Posted 9/12/2008, 6:22 pm

Partnership flush with seven-figure success

By FRANK MITCHELL

LEXINGTON, Ky. - With the first two books of the Keeneland September sale complete, one of the success stories of the first part of the sale has been Liberation Farm and its partners, which have sold a pair of yearlings for more than $1 million apiece.

The first was Hip No. 317, a dark brown colt by El Prado out of the Clever Trick mare Swift and Classy, who brought $1 million on Tuesday from Legends Racing.

The second yearling to pass seven figures for Liberation Farm was Hip No. 1084, a dark bay or brown filly by Medaglia d'Oro out of the Forty Niner mare Amizette, who topped Thursday's session at $1.1 million on a bid from trainer Paul d'Arcy for the account of Karen Sanderson.

Rob Whiteley is the man behind Liberation Farm, which he founded after working as director of operations for Carl Icahn's Foxfield, building up and developing the breeding, racing, and sales business from 1987 through its dispersal 17 years later. During that time, Foxfield bred more than 140 stakes horses, all mated by Whiteley, and the operation showed a profit before depreciation every year.

Using his experience with Foxfield as a model, Whiteley believed he could do the same thing for himself. "Working for Carl Icahn was great preparation for surviving in this marketplace," Whiteley said, "because my assignment with Foxfield was only to purchase breeding stock at 50 percent of my estimated fair-market value. Therefore, I was always under the gun to identify great value and bring it home."

Over the past two decades, nobody has done this like Whiteley, who purchased yearlings such as champion Meadow Star and future broodmares such as Lilac Garden, dam of Kentucky Oaks winner Blushing K.D.

In searching for value, Whiteley's modus operandi has been to look where others turn away, especially believing in quality bloodlines and elite racing ability. He created success by picking up middle-aged mares who had disappointed their previous owners, and among the mares he purchased for Foxfield was Kentucky Oaks winner Blush With Pride, to breed to Deputy Minister, a mating that produced Better Than Honour, the dam of two Belmont Stakes winners - Jazil in 2006 and Rags to Riches last year - and this year's Peter Pan winner, Casino Drive.

Whiteley used this approach in purchasing the dams of his two seven-figure yearlings.

He said, "I was approached by Bert Welker, general manager of Stonewall, in January 2006 to look for and purchase mares under a co-ownership arrangement that could be bred to Stonewall's stallions. I found Amizette in the first group and Swift and Classy in the second at the Keeneland November sale in 2006."

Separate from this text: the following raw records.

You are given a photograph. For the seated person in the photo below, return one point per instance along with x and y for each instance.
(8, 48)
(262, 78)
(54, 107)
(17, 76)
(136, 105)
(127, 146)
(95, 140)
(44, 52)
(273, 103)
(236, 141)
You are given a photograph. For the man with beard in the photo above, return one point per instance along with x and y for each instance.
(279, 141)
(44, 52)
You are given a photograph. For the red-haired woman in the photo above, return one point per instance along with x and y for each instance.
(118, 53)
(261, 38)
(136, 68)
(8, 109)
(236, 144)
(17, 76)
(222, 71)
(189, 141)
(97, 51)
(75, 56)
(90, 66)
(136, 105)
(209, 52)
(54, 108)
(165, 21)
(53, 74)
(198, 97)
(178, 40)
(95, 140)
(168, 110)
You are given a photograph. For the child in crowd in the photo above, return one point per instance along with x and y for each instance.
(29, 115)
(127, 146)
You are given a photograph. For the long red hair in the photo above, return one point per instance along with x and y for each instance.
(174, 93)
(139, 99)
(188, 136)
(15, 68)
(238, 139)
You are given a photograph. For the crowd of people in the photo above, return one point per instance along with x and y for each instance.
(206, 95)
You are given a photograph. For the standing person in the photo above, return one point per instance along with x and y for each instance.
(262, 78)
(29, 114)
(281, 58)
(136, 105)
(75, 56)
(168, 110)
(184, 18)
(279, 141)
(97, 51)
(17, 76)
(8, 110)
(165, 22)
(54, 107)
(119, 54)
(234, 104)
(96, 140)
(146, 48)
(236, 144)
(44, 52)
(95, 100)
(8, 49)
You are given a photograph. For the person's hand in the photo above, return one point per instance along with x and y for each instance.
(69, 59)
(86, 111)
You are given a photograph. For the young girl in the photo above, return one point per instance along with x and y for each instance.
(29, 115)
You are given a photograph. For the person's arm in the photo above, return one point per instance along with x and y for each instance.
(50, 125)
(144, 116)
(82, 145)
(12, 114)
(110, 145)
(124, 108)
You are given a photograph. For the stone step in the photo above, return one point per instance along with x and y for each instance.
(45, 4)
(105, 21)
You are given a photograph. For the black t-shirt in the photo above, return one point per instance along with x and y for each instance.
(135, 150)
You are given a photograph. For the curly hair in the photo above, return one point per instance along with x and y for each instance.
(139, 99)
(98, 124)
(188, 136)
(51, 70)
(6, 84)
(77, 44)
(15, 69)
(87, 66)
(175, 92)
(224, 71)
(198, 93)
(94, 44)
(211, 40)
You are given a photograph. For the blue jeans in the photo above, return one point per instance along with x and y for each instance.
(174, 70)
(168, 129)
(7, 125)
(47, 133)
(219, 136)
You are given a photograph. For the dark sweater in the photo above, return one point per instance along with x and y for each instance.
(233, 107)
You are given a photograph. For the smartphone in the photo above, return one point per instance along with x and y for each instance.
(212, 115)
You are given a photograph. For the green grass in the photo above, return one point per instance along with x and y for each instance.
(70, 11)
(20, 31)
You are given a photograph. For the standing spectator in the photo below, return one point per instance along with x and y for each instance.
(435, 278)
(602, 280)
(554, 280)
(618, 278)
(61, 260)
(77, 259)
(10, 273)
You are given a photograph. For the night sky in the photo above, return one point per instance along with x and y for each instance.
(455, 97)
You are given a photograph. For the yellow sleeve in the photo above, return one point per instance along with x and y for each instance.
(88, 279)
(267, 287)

Liberation Farm and Stonewall Farm purchased Amizette for $90,000 at the Keeneland January sale in 2006. The mare was in foal to Irish-based One Cool Cat, and the owners resold Amizette in January for $75,000 while she was in foal to A.P. Warrior.

All the co-owned mares are based at Trackside Farm with Tom Evans. Whiteley said, "The luckiest thing that happened to me in the horse business starting out was not purchasing Meadow Star and seven other eventual stakes winners to be the core of the Foxfield broodmare band, but finding Tom Evans and basing our operations at his farm. Tom and his crew have done a fabulous job over the years of raising the horses that I bred, and they should get most of the credit."

Both yearlings were consigned for Liberation Farm and associates by Trackside Farm, which is owned by Tom Evans and Pam Clark.

Evans said, "I worked for Lee Eaton for seven years when he was proving what an outstanding producer Courtly Dee was, and we had about five foals out of the mare before he sold her to Helen Alexander. That family has done well for anyone who has touched it."

Amizette was the last foal out of Broodmare of the Year Courtly Dee and "to get a filly from this family by a promising young stallion is a good investment," Evans said. "The filly had a great walk, and she was out all the time, but she had the same energy every single time she was out. She enjoyed the scrutiny."

The yearling filly out of Amizette also came to the September sale with a good update from her half-brother King of Rome (by Montjeu), who had won a Group 2 and a Group 3 stakes since the catalog went to press.

Furthermore, the yearling's sire, Medaglia d'Oro, has had 10 winners from his first crop of 2-year-olds, many of them coming in the last 30 days, including C.S. Silk, winner of the Grade 3 Arlington-Washington Lassie.

Whiteley said, "My assessment of Medaglia d'Oro was the main reason I jumped in with the Stonewall project. He's a magnificent individual, his tremendous race record speaks for itself, he is stamping his foals with his physique and quality, and I'm as surprised as everyone that he's having great success with his runners at 2.

"C.S. Silk was so impressive, going 45 and change for a half and then galloping away from the others, which stamps her as my early pick for the Breeders' Cup Juvenile Fillies. If Medaglia d'Oro continues in the way he has started, he will be at the top of the stallion ranks shortly."